The flowers are unusual, being green and reddish-brown in colour and forming a clumped, cylindrical head. Look closer, and the female flowers are at the top and the creamy male flowers are at the base, nearer the stem. Just let a few mature and gather the seed, otherwise all the flowers will deplete growth and the plant will be small, with tough and leathery leaves. Tidy the plant with an all-over trim in autumn.

How to enjoy it

The cucumber-like flavour of the leaves, which can be used in a variety of tasty dishes, is the special feature of this herb. Pluck a few stems, strip the rounded leaves off the stalk and add them to the salad bowl. Some people react to cucumber and have digestive issues. This herb (and borage too) gives the crisp flavour of cucumber without any accompanying burps. Also, it is great to use when the cucumber season is over. Use the herb fresh in pasta, bean, potato and lettuce salads. Try using it as a parsley substitute and add it to soups and dips as a garnish.

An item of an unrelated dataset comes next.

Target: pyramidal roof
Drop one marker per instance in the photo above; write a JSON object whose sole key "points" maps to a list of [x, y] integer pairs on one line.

Salad burnet vinegar and dressing

Ingredients

• 1 cup cider or white wine vinegar
• 1 cup chopped salad burnet leaves

Method

  1. Combine vinegar and burnet leaves.
  2. Pour into a lidded plastic (non-corrosive) container and leave on a sunny windowsill for two weeks.
  3. Remember to shake the jar at least once a day as you walk past.
  4. After two weeks, strain off the vinegar, pour into a clean jar and refrigerate until needed.

To make a creamy dressing for any type of salad: place 3 tbsp burnet vinegar, 3 tbsp olive oil, 1 tsp mustard powder, 1 crushed garlic clove and pepper to taste in a lidded jar and shake until combined.